A running theme of Norberg’s book is the dependence of such political argument on the media. He is right. Almost the entire Brexit debate – one of the most passionate and intriguing in modern British politics – was conducted as a contest of competing menaces. This was no surprise. The media depends on bad news “to sell newspapers”, but newspapers are veritable libraries of congress compared with internet news sites, drenched in polarisation. I still think the internet has contributed to the diversity of public debate, but even an optimist finds this a close call.

Journalists customarily defend themselves from the charge of distortion by claiming their job is to report deviations from the norm of progress. Good news is rarely news. We report plane crashes and divorces, not take-offs and happy marriages.

This does not excuse such scaremongering as the claim that the 2014 Ebola outbreak could infect “1.4 million people by 2015”. Similar fear-inducing pessimism about bird flu, Aids, terrorism and climate change deaden us to real risks. Apologists claim to be raising awareness and stimulating “something to be done”. But governments are easily terrorised into doing the wrong thing. In the case of bird flu, the diversion of medical resources was said to have caused more deaths than the epidemic itself.
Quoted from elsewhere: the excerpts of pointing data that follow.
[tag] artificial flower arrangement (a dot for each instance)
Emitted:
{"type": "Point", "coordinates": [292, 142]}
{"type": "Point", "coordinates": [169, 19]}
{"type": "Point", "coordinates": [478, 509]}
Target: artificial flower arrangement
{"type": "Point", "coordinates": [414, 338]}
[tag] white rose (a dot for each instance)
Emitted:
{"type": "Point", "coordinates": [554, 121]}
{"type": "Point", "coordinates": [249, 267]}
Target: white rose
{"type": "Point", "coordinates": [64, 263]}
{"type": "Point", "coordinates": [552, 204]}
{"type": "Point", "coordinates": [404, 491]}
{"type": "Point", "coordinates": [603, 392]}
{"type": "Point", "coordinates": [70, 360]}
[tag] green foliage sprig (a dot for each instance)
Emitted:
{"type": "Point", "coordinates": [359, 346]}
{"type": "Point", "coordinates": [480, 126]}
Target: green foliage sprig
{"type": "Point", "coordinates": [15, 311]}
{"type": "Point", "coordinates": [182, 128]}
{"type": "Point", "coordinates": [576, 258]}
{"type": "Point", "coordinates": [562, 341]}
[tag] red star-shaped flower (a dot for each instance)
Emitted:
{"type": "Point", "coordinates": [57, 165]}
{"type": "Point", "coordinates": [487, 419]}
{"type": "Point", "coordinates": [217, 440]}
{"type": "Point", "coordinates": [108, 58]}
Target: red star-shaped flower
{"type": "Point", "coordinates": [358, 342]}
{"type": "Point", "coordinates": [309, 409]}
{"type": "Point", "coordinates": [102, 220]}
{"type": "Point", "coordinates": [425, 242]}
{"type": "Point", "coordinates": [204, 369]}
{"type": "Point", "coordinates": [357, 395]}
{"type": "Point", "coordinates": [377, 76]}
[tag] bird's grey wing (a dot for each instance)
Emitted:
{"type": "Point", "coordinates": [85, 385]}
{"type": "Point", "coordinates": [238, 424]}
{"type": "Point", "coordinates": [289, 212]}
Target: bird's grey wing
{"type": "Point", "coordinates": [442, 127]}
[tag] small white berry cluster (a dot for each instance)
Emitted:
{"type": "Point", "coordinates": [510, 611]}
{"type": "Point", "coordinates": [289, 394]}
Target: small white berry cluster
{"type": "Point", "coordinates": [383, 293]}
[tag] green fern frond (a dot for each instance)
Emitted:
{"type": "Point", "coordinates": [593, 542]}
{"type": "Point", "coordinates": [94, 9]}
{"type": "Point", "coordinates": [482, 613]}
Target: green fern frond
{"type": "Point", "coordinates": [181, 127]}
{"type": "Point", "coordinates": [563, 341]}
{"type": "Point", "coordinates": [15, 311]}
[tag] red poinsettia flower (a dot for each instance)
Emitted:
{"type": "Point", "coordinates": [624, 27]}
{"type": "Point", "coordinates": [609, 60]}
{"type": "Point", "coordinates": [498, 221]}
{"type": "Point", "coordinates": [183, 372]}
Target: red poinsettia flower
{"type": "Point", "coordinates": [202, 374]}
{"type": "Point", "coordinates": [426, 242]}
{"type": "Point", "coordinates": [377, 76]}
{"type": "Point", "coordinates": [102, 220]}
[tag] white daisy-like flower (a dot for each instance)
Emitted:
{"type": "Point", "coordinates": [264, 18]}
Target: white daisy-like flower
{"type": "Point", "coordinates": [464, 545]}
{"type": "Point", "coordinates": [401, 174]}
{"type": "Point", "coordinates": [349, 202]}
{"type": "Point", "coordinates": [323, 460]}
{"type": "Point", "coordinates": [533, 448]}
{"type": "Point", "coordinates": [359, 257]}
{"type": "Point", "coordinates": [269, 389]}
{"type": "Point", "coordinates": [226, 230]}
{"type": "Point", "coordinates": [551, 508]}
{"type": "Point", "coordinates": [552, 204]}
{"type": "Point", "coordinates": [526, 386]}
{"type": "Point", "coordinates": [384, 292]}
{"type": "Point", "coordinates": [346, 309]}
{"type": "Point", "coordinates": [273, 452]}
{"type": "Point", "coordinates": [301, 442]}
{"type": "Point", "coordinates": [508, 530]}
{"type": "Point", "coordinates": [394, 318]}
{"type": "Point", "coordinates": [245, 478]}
By far the most positive sign of humanity’s advance is the decline in global violence, on a state and personal level. The cognitive scientist Steven Pinker attributes this to historical evolutions. These include nations becoming inherently more “pacifist”, the “feminising” of politics, the growing power of reason and “the expanding circle of sympathy”. He, like Norberg, is puzzled by the potency of pessimism.

My optimistic future sees the post-digital age as putting live experience back at the centre of human activity. Machines will serve humans ever more efficiently, but not enslave us, as Harari miserably predicts. But that is the future. Optimism’s trump card is the past and present. It is facts. These too can lie, but those who say so must prove it.